Kramer's main subject is John Pitner, a former ship-painter, unemployed, the self-described "founder, promoter, banker, quartermaster and commander in chief" of the militia. Kramer describes his beliefs and those of the militiamen around him in some detail. Pitner's mentor was John Trochmann, the leader of the Montana Militia. Trochmann, unlike most of the Patriots depicted here, made a good living from the movement. He sold hate literature and military supplies, and recruited men like Pitner to be the market for them. His credo, Christian Identity, "involved the conviction that God had made Negroes on the fifth day of His creation, along with the other beasts of the field, and not on the sixth day, when He made people." Pitner became expert at using the internet to learn the dark strategies of his particular enemy David Rockefeller, and the Rothschilds and the other Jewish bankers who ran everything. He knew about the vile machinations of the mysterious black helicopters which had hovered over his headquarters. He knew the unconstitutional nature of the income tax. He could rant about how the New World Order, with special help from former president Clinton, was closing lands to Americans in the name of ecology, and how they had sent "communist evolutionists" to the schools to teach biology. He could even manage to reveal these secrets after 44,000 volts of lasers had been fired into his brain, causing a blackout.

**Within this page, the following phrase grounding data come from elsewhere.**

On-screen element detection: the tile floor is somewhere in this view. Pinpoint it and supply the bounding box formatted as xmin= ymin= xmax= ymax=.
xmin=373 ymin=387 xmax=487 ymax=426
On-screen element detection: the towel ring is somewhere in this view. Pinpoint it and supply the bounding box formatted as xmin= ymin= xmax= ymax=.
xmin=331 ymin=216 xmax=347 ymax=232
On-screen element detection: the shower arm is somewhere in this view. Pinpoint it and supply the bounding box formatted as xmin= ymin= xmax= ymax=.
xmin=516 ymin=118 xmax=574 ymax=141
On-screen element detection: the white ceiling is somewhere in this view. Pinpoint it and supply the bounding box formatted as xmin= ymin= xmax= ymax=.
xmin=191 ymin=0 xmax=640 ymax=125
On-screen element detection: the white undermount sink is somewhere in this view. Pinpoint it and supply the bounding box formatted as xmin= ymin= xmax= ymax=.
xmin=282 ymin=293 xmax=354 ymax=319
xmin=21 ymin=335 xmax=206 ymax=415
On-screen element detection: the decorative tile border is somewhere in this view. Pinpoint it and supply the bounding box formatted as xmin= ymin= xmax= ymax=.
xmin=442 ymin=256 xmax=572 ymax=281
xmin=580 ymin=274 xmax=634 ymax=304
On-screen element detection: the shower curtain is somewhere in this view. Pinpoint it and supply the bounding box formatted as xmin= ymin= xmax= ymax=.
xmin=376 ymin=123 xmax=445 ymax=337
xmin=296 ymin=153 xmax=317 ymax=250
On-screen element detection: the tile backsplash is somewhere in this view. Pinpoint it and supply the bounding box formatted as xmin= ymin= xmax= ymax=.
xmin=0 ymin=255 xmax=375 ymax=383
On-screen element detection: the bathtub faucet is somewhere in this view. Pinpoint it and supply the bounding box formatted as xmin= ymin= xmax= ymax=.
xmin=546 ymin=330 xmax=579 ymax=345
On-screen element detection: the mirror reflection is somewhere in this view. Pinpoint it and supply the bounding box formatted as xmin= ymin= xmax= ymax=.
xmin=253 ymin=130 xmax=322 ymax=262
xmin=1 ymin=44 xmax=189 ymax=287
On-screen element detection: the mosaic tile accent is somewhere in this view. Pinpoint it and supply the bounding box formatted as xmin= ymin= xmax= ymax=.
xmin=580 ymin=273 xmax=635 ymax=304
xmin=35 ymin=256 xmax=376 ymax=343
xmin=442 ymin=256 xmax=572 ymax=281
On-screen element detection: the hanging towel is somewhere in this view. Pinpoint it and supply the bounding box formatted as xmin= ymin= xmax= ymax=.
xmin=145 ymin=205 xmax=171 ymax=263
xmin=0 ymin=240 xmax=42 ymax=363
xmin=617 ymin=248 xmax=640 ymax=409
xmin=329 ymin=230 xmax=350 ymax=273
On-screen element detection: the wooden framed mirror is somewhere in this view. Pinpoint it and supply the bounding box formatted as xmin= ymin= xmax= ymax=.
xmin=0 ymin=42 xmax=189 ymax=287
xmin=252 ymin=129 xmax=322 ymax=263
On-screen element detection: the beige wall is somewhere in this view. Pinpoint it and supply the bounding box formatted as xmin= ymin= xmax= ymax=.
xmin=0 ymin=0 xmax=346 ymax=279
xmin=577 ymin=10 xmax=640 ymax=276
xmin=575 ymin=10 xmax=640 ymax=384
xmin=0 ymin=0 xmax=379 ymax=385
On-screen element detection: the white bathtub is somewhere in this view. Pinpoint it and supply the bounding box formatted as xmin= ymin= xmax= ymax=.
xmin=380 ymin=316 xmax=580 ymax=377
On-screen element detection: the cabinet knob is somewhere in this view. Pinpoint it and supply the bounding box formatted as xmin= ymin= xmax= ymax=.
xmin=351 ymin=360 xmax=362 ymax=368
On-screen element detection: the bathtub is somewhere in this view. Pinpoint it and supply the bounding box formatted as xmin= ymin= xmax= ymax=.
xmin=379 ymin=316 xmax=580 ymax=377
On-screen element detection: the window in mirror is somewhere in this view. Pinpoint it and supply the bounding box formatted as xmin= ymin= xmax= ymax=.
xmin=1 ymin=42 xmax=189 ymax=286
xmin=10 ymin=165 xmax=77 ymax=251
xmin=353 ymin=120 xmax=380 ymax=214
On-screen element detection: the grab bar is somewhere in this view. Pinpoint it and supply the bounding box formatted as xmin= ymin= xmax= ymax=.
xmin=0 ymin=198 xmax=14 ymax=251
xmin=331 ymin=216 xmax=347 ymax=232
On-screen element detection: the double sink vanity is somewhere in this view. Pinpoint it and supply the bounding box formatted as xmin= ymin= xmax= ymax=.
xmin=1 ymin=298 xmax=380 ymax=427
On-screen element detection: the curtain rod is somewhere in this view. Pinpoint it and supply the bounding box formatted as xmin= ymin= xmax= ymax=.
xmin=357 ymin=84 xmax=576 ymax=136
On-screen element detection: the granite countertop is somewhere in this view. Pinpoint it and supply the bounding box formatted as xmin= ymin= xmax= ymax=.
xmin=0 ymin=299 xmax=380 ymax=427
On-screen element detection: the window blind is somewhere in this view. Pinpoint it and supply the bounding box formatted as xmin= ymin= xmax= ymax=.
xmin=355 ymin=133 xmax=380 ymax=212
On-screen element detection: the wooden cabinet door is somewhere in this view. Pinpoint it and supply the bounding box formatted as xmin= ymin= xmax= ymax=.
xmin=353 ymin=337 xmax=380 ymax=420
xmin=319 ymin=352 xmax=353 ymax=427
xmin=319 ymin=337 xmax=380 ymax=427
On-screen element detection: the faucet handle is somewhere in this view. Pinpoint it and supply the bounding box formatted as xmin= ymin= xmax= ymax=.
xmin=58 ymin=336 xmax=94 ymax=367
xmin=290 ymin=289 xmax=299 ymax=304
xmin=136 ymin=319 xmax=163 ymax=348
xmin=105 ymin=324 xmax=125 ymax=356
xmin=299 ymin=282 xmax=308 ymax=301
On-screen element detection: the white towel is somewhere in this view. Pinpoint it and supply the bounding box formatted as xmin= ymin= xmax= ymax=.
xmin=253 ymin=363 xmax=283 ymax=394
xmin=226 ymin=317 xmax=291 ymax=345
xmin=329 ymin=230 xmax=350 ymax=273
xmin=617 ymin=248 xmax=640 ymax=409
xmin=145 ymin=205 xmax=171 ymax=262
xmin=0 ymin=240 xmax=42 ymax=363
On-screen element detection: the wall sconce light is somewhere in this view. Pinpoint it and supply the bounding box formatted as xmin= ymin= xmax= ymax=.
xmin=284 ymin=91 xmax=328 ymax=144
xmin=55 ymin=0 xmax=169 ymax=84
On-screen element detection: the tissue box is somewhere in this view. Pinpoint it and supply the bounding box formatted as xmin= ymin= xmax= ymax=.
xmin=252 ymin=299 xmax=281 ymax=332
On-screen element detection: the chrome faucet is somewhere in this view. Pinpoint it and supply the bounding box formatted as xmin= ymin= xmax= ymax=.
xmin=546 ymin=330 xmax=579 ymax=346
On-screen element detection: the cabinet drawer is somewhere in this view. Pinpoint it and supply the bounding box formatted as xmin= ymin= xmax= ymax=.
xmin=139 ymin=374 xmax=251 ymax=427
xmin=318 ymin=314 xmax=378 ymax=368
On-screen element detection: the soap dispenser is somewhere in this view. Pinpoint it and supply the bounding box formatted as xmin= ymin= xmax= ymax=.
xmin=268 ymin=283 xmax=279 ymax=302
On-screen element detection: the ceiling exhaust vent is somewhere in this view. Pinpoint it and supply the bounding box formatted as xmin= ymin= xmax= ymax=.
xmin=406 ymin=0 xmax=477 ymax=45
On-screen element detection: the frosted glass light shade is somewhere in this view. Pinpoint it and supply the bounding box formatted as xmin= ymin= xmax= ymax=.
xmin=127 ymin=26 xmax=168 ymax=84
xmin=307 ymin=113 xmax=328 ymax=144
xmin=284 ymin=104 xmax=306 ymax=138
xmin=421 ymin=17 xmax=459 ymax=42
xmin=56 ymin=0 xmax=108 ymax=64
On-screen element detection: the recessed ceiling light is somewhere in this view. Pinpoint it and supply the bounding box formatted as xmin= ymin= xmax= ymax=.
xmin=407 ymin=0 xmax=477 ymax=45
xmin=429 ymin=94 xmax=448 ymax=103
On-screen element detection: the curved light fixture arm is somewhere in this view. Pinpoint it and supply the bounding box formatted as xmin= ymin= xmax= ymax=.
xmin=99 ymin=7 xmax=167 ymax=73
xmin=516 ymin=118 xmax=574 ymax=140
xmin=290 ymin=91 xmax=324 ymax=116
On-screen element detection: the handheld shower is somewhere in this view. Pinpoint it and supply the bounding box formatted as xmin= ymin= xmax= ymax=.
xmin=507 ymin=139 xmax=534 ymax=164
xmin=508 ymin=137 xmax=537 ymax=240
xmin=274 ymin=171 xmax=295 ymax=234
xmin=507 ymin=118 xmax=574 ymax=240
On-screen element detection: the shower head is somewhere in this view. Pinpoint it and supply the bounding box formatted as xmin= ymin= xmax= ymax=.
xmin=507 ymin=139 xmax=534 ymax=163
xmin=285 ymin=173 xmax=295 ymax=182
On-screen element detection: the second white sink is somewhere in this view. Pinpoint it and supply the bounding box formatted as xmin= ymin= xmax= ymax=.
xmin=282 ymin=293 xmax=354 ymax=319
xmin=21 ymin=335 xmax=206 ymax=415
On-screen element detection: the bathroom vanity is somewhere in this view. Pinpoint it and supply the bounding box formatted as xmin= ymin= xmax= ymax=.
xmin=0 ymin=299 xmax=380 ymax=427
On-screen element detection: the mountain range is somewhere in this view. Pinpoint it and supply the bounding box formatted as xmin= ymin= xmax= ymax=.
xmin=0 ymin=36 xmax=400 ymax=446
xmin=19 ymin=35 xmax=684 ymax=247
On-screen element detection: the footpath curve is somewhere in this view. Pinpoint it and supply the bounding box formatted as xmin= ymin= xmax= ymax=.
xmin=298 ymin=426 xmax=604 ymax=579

Pitner somehow had an Amway salesman's gift for getting people involved in his movement. However, their style of paranoia cuts both ways. When his men became dissatisfied with the long wait for those UN troops to invade, and with only promises of hidden weapons rather than real weapons, they began to wonder if Pitner was perhaps on the side of the feds. No, he wasn't, but a couple of his recruits were. He went to jail for three years on a charge of owning and transferring a machine gun (not, as the government had wanted, conspiracy). Pitner was saved by his wife more than once, and was bonded out by his sister Susan, who had a lesbian partner in the sort of relationship the religious militias would have strongly disapproved of. The sister's take on this delusional and charismatic man is key; she says that despite his desire for his militia to be taken seriously, the only ones to believe him in the end were the FBI. This is a tale of bumblers, told by a reporter with a novelist's flair for displaying comic characters. The scary part is that it is not hard to imagine that there are more competent sociopaths out there who might bring us the next Murrah Federal Building.